Mercati

Gli anni a venire saranno d’Oro

Questa notizia è stata scritta più di un anno fa old news

C’è ancora spazio per l’oro nei portafogli degli investitori. Il metallo prezioso, dopo il rally estivo (+12%) che lo ha portato fino a 1.357 dollari per oncia – le quotazioni dell’estate 2016 – sta ora ritracciando verso area 1.300. La correzione è legata sia al rafforzamento del dollaro Usa sia alla pausa nell’escalation nella Penisola coreana. Quest’ultima sembra dovuta più alla necessità di studiare con attenzione le mosse da fare per contenere il dittatore nordcoreano che a una riduzione della tensione sul 38° parallelo. L’oro, pertanto, potrebbe ripartire al rialzo. Secondo James Luke, co-gestore del fondo Schroder Isf Global Gold di Schroders, a spingere i prezzi saranno anche ragioni finanziarie.

La nuova età dell’oro

“Gli investitori sono troppo poco investiti su questa asset class” è la constatazione di James Luke che, pertanto, prevede l’avvio di una fase positiva che potrebbe durare diversi anni. “Nonostante il solido track record come bene rifugio in tempi di incertezza, e nonostante il contesto globale al momento sia probabilmente più incerto rispetto a qualsiasi altro periodo dalla fine della seconda guerra mondiale, le attuali posizioni sugli ETF sull’oro, in percentuale agli asset detenuti a livello globale in ETF, sono scarse”.
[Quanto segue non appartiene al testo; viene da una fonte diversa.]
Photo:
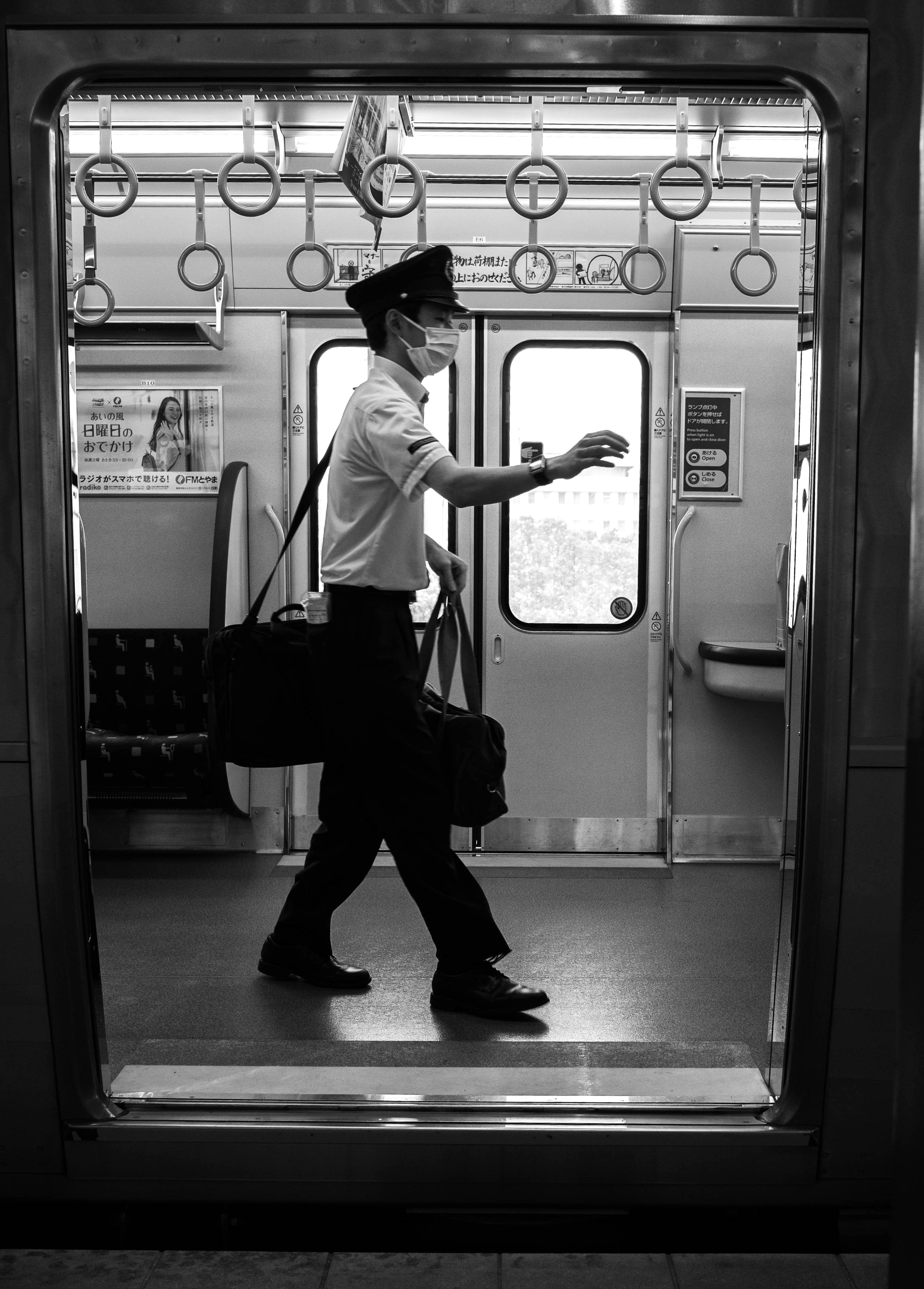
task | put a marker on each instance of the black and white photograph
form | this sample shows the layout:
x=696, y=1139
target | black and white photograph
x=144, y=441
x=462, y=645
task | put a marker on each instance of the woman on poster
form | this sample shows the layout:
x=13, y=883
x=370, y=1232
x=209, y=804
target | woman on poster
x=167, y=448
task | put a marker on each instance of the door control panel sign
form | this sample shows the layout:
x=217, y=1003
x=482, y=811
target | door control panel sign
x=711, y=444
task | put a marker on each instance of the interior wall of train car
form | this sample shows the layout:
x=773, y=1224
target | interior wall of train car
x=706, y=767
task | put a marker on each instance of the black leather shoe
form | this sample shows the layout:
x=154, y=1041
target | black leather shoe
x=484, y=992
x=282, y=962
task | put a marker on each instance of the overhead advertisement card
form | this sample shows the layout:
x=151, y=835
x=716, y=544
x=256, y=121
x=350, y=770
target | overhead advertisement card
x=711, y=448
x=488, y=269
x=150, y=441
x=361, y=140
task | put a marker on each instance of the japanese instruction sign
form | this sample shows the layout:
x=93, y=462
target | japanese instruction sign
x=711, y=447
x=488, y=269
x=149, y=441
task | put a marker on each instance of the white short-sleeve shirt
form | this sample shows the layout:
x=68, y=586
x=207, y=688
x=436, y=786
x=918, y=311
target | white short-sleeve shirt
x=374, y=531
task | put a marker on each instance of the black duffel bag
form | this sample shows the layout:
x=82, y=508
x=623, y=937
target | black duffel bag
x=472, y=751
x=262, y=703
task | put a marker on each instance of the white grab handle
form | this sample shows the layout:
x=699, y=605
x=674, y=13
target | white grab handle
x=674, y=596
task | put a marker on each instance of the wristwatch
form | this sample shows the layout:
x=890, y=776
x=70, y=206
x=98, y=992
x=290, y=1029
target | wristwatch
x=537, y=470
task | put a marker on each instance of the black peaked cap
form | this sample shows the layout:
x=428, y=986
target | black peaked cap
x=424, y=278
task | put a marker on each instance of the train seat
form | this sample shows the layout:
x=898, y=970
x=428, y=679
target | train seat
x=148, y=735
x=148, y=740
x=752, y=671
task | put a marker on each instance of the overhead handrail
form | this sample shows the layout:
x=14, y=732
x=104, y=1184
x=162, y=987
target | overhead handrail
x=674, y=591
x=391, y=156
x=106, y=156
x=537, y=159
x=200, y=243
x=249, y=158
x=682, y=162
x=533, y=212
x=810, y=211
x=422, y=222
x=310, y=243
x=216, y=334
x=484, y=180
x=642, y=248
x=90, y=278
x=754, y=247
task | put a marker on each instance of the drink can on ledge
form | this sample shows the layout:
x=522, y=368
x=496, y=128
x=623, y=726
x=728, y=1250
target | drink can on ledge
x=316, y=605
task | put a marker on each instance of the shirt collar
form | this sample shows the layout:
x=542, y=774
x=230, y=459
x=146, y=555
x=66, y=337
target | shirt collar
x=403, y=378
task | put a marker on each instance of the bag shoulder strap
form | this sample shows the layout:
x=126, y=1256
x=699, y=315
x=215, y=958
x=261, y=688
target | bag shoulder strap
x=302, y=510
x=456, y=640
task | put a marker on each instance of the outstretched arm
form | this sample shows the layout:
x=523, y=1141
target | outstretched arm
x=481, y=485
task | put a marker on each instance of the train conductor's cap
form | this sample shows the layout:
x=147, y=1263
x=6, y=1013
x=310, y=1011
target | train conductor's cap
x=422, y=279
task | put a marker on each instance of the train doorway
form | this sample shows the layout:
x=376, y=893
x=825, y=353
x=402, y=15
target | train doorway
x=620, y=801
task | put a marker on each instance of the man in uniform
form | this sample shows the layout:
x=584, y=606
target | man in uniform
x=382, y=778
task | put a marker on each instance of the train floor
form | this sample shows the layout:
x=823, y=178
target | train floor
x=659, y=984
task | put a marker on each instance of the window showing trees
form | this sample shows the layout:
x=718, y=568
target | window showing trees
x=574, y=552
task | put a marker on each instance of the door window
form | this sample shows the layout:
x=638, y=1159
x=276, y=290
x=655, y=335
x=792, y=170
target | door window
x=336, y=372
x=574, y=552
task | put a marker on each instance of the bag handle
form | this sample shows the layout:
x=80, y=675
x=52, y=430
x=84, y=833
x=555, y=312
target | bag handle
x=302, y=510
x=456, y=641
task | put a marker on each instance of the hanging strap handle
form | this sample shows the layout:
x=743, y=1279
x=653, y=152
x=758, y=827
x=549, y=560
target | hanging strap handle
x=305, y=503
x=248, y=109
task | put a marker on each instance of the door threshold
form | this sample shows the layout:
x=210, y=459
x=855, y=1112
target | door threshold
x=524, y=860
x=681, y=1086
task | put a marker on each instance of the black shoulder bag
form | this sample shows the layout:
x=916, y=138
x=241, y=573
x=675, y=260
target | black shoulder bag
x=262, y=699
x=472, y=751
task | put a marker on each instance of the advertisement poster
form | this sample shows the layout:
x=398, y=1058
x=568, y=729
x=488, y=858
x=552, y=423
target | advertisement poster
x=480, y=269
x=364, y=138
x=149, y=441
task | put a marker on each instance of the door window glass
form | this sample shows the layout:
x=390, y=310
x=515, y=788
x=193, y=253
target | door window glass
x=574, y=552
x=337, y=370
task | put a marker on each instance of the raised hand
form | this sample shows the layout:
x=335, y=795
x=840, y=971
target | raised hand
x=590, y=452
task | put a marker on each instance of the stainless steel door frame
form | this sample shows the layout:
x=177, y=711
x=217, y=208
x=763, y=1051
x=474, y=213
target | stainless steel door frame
x=46, y=64
x=582, y=659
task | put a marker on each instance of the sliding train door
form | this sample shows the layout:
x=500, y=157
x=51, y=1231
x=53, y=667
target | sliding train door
x=574, y=579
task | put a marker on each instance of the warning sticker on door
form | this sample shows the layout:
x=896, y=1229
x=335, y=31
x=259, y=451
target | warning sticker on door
x=711, y=444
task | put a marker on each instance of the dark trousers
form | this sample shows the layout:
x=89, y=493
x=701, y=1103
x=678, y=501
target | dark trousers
x=382, y=780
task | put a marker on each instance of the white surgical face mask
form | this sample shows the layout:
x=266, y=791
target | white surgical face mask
x=437, y=352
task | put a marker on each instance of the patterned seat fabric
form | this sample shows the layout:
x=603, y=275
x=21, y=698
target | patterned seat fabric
x=149, y=717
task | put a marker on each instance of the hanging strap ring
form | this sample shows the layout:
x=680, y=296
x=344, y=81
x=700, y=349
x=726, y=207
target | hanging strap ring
x=642, y=248
x=250, y=212
x=88, y=203
x=754, y=247
x=807, y=211
x=310, y=243
x=624, y=265
x=658, y=202
x=106, y=156
x=328, y=267
x=556, y=204
x=213, y=282
x=533, y=251
x=97, y=319
x=249, y=158
x=374, y=207
x=200, y=244
x=762, y=254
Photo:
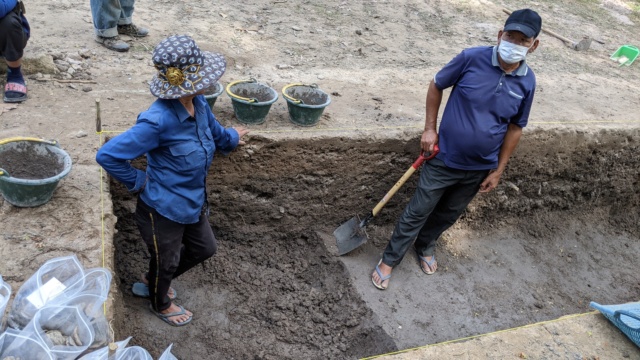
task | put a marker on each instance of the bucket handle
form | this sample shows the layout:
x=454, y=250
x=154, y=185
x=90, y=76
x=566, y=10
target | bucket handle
x=251, y=100
x=21, y=138
x=294, y=100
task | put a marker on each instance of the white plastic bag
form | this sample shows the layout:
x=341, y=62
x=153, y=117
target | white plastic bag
x=55, y=278
x=63, y=282
x=5, y=295
x=103, y=353
x=167, y=355
x=134, y=353
x=14, y=344
x=64, y=330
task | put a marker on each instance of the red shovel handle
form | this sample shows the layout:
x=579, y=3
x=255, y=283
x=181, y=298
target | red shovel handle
x=422, y=158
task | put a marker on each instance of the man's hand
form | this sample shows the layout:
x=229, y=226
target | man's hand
x=429, y=140
x=241, y=132
x=491, y=181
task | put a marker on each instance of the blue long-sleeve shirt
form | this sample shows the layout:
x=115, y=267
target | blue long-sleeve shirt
x=179, y=151
x=6, y=6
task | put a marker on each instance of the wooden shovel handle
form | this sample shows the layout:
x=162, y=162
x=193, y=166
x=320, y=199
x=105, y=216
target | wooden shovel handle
x=422, y=158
Il capitale investito negli ETF sull'oro rispetto a tutti gli altri ETF
Il capitale investito negli ETF sull’oro rispetto a tutti gli altri ETF

“Il confronto con il 2012 mette bene in evidenza quanto espresso da Luke. Le posizioni sugli ETF sull’oro sono calate da più di 85 milioni di once a circa 68 milioni ad agosto 2017. In un mondo di grandissima liquidità e di valutazioni altissime per gli asset finanziari, si tratta di una notizia positiva per l’oro”. E ciò nonostante gli investimenti in ETF sull’oro siano aumentati del 32% nel 2016 e dell’8% nel 2017.

Azioni d’oro

La stessa osservazione fatta sugli ETF può essere trasposta al mercato azionario. “L’attuale peso dell’azionario aurifero nord americano nello S&P500 statunitense e nel TSX canadese è sceso a un mero 0,6%, dopo il picco sopra il 2% raggiunto nel 2012. Per mettere in prospettiva questa bassa percentuale – prosegue Luke -basti pensare che i produttori auriferi nord americani (quindi sia degli Usa sia del Canada) hanno una capitalizzazione di mercato combinata inferiore ai 150 miliardi di dollari, certamente poco. Questa cifra evidenzia l’effetto rarità dei titoli azionari auriferi nel caso in cui il mercato toro per il metallo giallo dovesse veramente partire”.

 

“Questo scarso peso dell’oro ci sorprende, visti i crescenti rischi geopolitici, il rischio di inflazione in aumento e di conseguenza i tassi reali negativi. Anche perché la maggioranza delle società in cui investiamo hanno fondamentali in miglioramento e stanno scambiando al livello più basso nel loro range di valutazioni storico. Per quanto riguarda l’oro, riteniamo che l’azionario aurifero sia ancora conveniente e ci teniamo a segnalare che le nostre posizioni su questa asset class scontano un prezzo del metallo giallo inferiore ai 1.200 dollari/oncia, in un momento in cui il prezzo reale, al 12 settembre, è pari a 1.327 dollari/oncia”.